Se espera que los tres candidatos presidenciales que participarán en las elecciones de noviembre firmen la Declaración de Chapultepec sobre la Libertad de Expresión, con lo que culminaría el foro nacional que la Sociedad Interamericana de Prensa (SIP) celebrará hoy en la UCA, sobre la vigencia en Nicaragua de los principios de dicha Declaración.
Subrayamos que se espera que los tres candidatos firmen la Declaración, porque según declaró un dirigente sandinista, hay la posibilidad de que Daniel Ortega, candidato del FSLN, no participe en el acto de firma debido a que éste se celebrará en casa de la ex presidenta Violeta B. de Chamorro. Sin embargo, suponiendo que la reserva de Ortega fuera razonable, puesto que él considera a la ex Presidenta como su adversaria política, esto no debería ser razón para no firmar la Declaración de Chapultepec.

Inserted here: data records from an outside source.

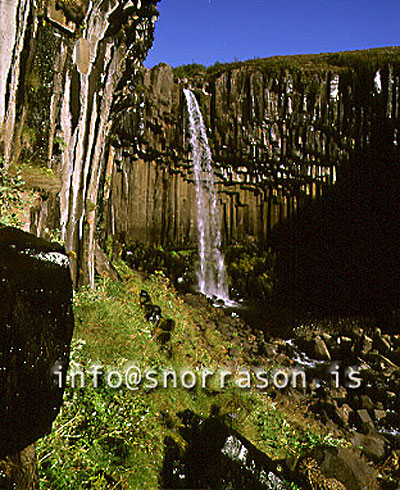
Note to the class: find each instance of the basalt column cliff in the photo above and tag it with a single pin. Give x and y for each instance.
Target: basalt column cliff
(64, 68)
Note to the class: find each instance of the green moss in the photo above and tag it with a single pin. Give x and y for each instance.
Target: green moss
(106, 436)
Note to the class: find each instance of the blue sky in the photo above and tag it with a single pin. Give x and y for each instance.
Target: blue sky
(206, 31)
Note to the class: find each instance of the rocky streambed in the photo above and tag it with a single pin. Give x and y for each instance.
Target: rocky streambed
(352, 378)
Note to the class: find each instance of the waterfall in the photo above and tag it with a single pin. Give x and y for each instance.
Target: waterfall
(211, 274)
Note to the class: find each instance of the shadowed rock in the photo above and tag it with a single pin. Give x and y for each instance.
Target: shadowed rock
(36, 324)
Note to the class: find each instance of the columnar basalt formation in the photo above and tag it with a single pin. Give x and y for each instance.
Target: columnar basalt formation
(63, 66)
(282, 131)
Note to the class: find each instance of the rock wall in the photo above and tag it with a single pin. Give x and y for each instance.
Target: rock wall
(36, 324)
(282, 131)
(64, 66)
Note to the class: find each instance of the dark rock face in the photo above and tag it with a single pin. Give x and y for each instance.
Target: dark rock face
(36, 324)
(66, 66)
(347, 467)
(281, 133)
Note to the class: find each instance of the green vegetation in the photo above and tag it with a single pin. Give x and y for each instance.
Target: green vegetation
(108, 438)
(341, 61)
(13, 199)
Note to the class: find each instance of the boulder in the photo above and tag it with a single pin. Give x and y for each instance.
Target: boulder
(321, 350)
(345, 466)
(36, 324)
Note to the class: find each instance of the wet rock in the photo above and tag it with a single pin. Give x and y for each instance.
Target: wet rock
(103, 265)
(36, 324)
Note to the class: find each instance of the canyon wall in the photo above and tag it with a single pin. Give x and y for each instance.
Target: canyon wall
(64, 68)
(282, 131)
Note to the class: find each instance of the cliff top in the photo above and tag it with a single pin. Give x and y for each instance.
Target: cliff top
(339, 61)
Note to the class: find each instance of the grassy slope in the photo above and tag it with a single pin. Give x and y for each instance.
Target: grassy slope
(108, 438)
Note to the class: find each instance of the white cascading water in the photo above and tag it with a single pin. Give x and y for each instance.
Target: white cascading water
(211, 274)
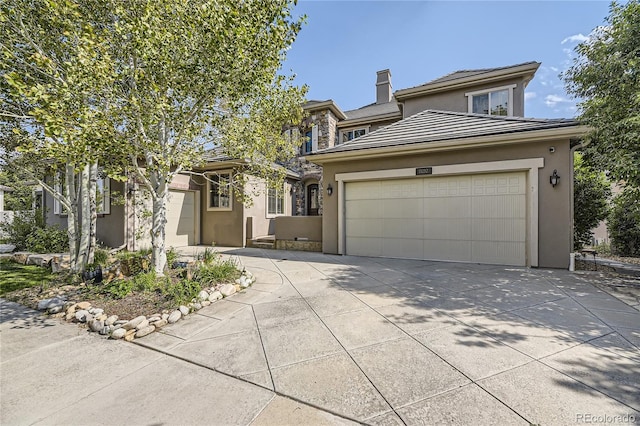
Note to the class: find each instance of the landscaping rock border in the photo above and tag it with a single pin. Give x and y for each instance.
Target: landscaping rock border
(100, 322)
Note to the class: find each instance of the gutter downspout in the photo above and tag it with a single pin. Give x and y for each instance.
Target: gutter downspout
(573, 149)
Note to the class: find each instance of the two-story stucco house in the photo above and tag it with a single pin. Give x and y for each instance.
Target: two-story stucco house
(446, 170)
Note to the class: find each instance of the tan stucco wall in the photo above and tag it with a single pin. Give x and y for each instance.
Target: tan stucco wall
(109, 227)
(455, 100)
(292, 227)
(554, 203)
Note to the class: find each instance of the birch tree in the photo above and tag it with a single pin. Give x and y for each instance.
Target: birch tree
(202, 72)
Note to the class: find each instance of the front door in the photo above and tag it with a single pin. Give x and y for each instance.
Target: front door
(313, 201)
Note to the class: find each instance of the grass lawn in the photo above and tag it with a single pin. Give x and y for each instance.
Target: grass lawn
(14, 276)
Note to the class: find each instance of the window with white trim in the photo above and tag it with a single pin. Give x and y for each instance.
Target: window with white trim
(60, 188)
(347, 135)
(275, 201)
(496, 101)
(219, 191)
(103, 194)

En realidad, el hecho de que los tres candidatos presidenciales suscriban la Declaración de Chapultepec no significa que quien resultare electo, una vez que esté en el poder respetará escrupulosamente la libertad de expresión y de prensa. Sin embargo, es muy importante que los tres candidatos –de entre los cuales saldrá el próximo presidente de Nicaragua– firmen dicha Declaración, no sólo como un acto simbólico, sino también como un compromiso de honor del que tendrían que rendir cuentas a la nación y a la comunidad internacional, si deshonraran la palabra empeñada.
Por cierto que de los tres candidatos presidenciales, al señor Ortega, del FSLN, es a quien más le conviene comprometerse solemnemente a respetar la Declaración de Chapultepec, que consagra los principios básicos de la libertad de expresión y de prensa.
En efecto, tanto Bolaños, del PLC, como Vidaurre, del Partido Conservador, tienen credenciales que los identifican como políticos respetuosos de la libertad de expresión y de prensa. Esto no garantiza, por supuesto, que cualquiera de los dos al convertirse en gobernante no tendría conflictos con los periodistas ni trataría de menoscabar de alguna manera la libertad de expresión e información. Pero cabe esperar que con Bolaños o Vidaurre en la Presidencia de la República, la libertad de prensa se mantendría incólume en términos generales.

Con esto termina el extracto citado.